Do you use hyaluronic acid filler in your clinic? You might want to read this study.
There is now evidence to suggest a popular type of dermal filler can cause the bone to weaken. A study published in Plastic and Reconstructive Surgery (August 2020) found that hyaluronic acid filler can trigger bone resorption in the mentum (a.k.a the chin) following a mandibular injection. The study used cross-sectional scans to examine the bone resorption index in 80 Asian patients who received injections between January 2014 and June 2019.
What is bone resorption?
Bone resorption is the breakdown of tissue and the release of minerals into the blood. This process is critical in maintaining blood calcium levels. However, an abnormal increase in this can cause osteoporosis and other bone loss-associated diseases.
What did the study find?
The results found patients who were injected with more than 1 ml of filler per treatment were more susceptible to bone resorption compared to those who received less than 1 ml.

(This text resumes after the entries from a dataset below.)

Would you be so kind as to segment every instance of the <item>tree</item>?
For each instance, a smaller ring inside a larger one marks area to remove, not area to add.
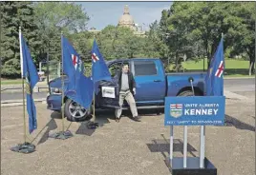
[[[231,54],[239,55],[245,52],[249,60],[249,71],[251,75],[255,67],[255,21],[256,6],[253,2],[238,3],[233,15],[238,17],[238,25],[230,30],[233,36]]]
[[[89,17],[81,5],[63,2],[40,2],[34,4],[36,25],[40,29],[39,57],[46,58],[50,51],[51,60],[60,60],[60,33],[69,35],[87,29]]]
[[[189,59],[206,55],[208,62],[224,33],[224,50],[228,48],[233,49],[233,54],[246,52],[253,68],[254,11],[252,3],[175,2],[167,18],[167,12],[162,12],[160,28],[166,29],[167,26],[167,32],[172,34],[167,43],[175,55],[190,53]]]
[[[2,2],[2,75],[17,77],[20,75],[19,27],[30,47],[32,56],[38,47],[37,27],[34,23],[33,9],[31,2]]]

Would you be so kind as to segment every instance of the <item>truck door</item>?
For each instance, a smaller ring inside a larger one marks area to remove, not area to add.
[[[137,84],[137,104],[143,106],[143,103],[164,103],[166,83],[161,65],[156,60],[134,60],[132,69]]]
[[[115,88],[115,98],[102,97],[102,92],[101,92],[98,97],[99,106],[106,107],[114,107],[114,108],[119,107],[118,85],[117,85],[117,80],[116,80],[115,76],[117,75],[117,71],[121,71],[121,68],[123,64],[127,64],[130,66],[130,63],[127,61],[117,61],[108,66],[113,82],[112,83],[104,82],[100,84],[100,87]],[[124,105],[126,106],[127,104],[124,103]]]

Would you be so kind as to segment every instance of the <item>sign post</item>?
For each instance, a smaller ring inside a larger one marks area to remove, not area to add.
[[[224,96],[165,98],[164,126],[170,126],[169,162],[173,175],[217,175],[217,168],[204,157],[205,126],[224,126]],[[174,126],[184,126],[183,158],[173,155]],[[200,158],[187,157],[187,126],[201,126]]]

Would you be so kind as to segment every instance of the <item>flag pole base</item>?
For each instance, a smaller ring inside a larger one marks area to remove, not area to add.
[[[167,157],[165,164],[168,166],[172,175],[217,175],[217,168],[207,159],[204,158],[204,167],[200,167],[199,157],[187,157],[187,166],[183,167],[183,157],[174,157],[170,161]]]
[[[31,143],[25,142],[23,144],[18,144],[14,146],[11,146],[10,149],[14,152],[28,154],[35,151],[35,146]]]
[[[97,127],[98,127],[98,123],[91,122],[91,121],[87,123],[87,128],[89,129],[96,129]]]
[[[71,138],[74,135],[70,130],[59,131],[59,132],[56,132],[56,133],[49,134],[50,138],[61,139],[61,140],[69,139],[69,138]]]

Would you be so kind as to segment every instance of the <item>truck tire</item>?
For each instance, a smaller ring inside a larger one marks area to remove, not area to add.
[[[192,90],[185,90],[181,92],[178,96],[193,96]],[[198,96],[198,94],[195,92],[195,96]]]
[[[80,105],[68,99],[64,107],[64,114],[68,121],[71,122],[83,122],[92,118],[92,108],[83,108]]]

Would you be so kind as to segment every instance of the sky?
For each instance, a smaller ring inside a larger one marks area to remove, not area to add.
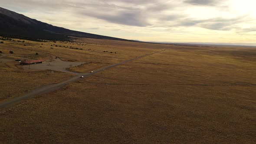
[[[255,0],[0,0],[72,30],[128,39],[256,43]]]

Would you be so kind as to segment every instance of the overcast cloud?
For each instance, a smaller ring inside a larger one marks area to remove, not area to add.
[[[253,0],[0,0],[0,3],[56,26],[128,39],[246,43],[256,39]]]

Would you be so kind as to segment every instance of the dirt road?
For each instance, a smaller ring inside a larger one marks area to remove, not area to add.
[[[72,79],[70,79],[69,80],[60,82],[59,83],[53,84],[53,85],[46,85],[45,86],[43,86],[43,87],[41,87],[41,88],[37,88],[36,89],[35,89],[35,90],[32,91],[32,92],[31,92],[30,93],[29,93],[27,94],[26,94],[25,95],[24,95],[23,96],[20,96],[20,97],[18,97],[16,98],[13,98],[13,99],[11,99],[11,100],[10,100],[8,101],[3,101],[3,102],[0,103],[0,108],[6,108],[8,106],[10,106],[11,105],[17,104],[21,101],[25,100],[30,98],[35,97],[35,96],[38,95],[43,95],[43,94],[47,93],[48,93],[48,92],[53,92],[53,91],[55,91],[55,90],[57,90],[59,88],[63,87],[69,83],[75,82],[75,81],[76,81],[79,79],[85,79],[85,78],[88,77],[91,75],[95,74],[95,73],[97,73],[98,72],[101,72],[107,69],[109,69],[109,68],[115,67],[115,66],[116,66],[120,65],[121,65],[121,64],[125,63],[126,62],[128,62],[131,61],[132,60],[142,58],[143,57],[146,56],[149,56],[151,55],[153,55],[153,54],[155,54],[157,53],[159,53],[159,52],[161,52],[164,51],[164,50],[165,50],[165,49],[163,50],[161,50],[160,51],[158,51],[158,52],[154,52],[153,53],[151,53],[146,54],[145,55],[143,55],[142,56],[137,57],[135,58],[131,59],[129,59],[129,60],[126,60],[126,61],[125,61],[124,62],[122,62],[118,63],[116,63],[116,64],[115,64],[114,65],[112,65],[108,66],[107,67],[106,67],[105,68],[103,68],[100,69],[98,69],[97,70],[95,70],[93,73],[84,73],[84,74],[76,73],[76,75],[78,75],[77,76],[73,77]],[[84,76],[84,77],[83,78],[80,78],[81,76],[82,76],[82,75]]]

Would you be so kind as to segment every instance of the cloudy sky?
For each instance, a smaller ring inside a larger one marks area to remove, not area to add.
[[[255,0],[0,0],[52,25],[147,41],[256,43]]]

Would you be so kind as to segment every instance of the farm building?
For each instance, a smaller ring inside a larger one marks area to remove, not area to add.
[[[42,63],[46,62],[45,60],[43,59],[37,59],[37,60],[25,60],[23,61],[20,62],[21,65],[33,65],[38,63]]]

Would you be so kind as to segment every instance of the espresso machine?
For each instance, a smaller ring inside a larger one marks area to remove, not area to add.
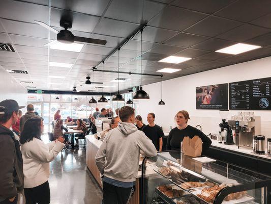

The study took into account factors such as injection volume, injection intervals, the number of injections and other complications.
There was no significant difference between one versus multiple injection groups or short-injection-intervals versus long-injection-intervals (greater than six months). There were no visible changes to the overall appearance of the injections.
However, the study found large injection volumes had the potential to weaken the bone further and suggested patients should be informed of this side effect before treatment.